MobileNet & EfficientNet: Architecture & How They Work

MobileNet and EfficientNet are efficiency-focused CNN architectures designed for deployment on mobile devices and edge hardware, achieving strong accuracy with dramatically fewer parameters and computations than standard CNNs through innovative building blocks and scaling strategies.

Architecture Overview

MobileNet's key building block is the depthwise separable convolution, which factorizes a standard convolution into two steps: a depthwise convolution (one filter per input channel, capturing spatial patterns) followed by a pointwise 1×1 convolution (mixing information across channels). This reduces computation by approximately 8-9× compared to standard convolutions.

MobileNetV2 introduces the inverted residual block with linear bottleneck: 1×1 expand (increase channels 6×) → 3×3 depthwise conv → 1×1 project (reduce channels back). Unlike ResNet's bottleneck which narrows then widens, MobileNetV2 widens then narrows, with the residual connection between the narrow representations.

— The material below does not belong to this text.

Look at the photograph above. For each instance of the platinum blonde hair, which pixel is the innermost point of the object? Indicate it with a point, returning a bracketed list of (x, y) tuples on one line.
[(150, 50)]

EfficientNet uses Neural Architecture Search (NAS) to find an optimal base architecture (EfficientNet-B0), then scales it up uniformly across depth, width, and resolution using a compound scaling method: depth d = α^φ, width w = β^φ, resolution r = γ^φ, subject to α·β²·γ² ≈ 2.

Key Innovations

Depthwise separable convolutions: Factoring spatial and channel operations reduces computation from O(K²·C_in·C_out·H·W) to O(K²·C_in·H·W + C_in·C_out·H·W)
Inverted residuals: Expanding in the middle and residual-connecting the narrow bottlenecks preserves information while being memory-efficient
Compound scaling (EfficientNet): Principled simultaneous scaling of depth, width, and resolution balances network dimensions for optimal accuracy-efficiency tradeoff
Squeeze-and-Excitation (EfficientNet): Channel attention that adaptively recalibrates feature responses, boosting useful channels and suppressing less relevant ones

Common Use Cases

Mobile and edge device deployment, real-time object detection (SSD-MobileNet), on-device image classification, AR applications, drone/robot vision, efficient transfer learning, and as lightweight backbones for detection and segmentation on resource-constrained hardware.

Notable Variants & Sizes

MobileNetV1 (3.4M), MobileNetV2 (3.4M), MobileNetV3-Small (2.5M), MobileNetV3-Large (5.4M, NAS-optimized with h-swish activation). EfficientNet-B0 (5.3M, 390M FLOPs) to EfficientNet-B7 (66M, 37B FLOPs). EfficientNetV2 improves training speed with progressive learning and Fused-MBConv blocks. MNASNet, FBNet, and Once-for-All are other NAS-based efficient architectures.

Technical Details

MobileNetV2: inverted residual blocks with expansion factor 6. Architecture: conv2d 3×3 (32 filters) → 17 inverted residual blocks across 7 stages (channels: 16→24→32→64→96→160→320) → conv2d 1×1 (1280) → global avg pool → FC 1000. Width multiplier α ∈ {0.35, 0.5, 0.75, 1.0} and resolution multiplier {96-224} tune the efficiency-accuracy tradeoff. EfficientNet-B0: MBConv blocks with SE ratio 0.25, 5 stages, channels 16→24→40→80→112→192→320. Compound scaling coefficients: α=1.2, β=1.1, γ=1.15. Training: RMSProp (MobileNet) or SGD (EfficientNet), AutoAugment, label smoothing 0.1, dropout 0.2-0.5, stochastic depth 0.2. EfficientNet-B0 achieves 77.1% top-1 on ImageNet with only 5.3M params and 390M FLOPs.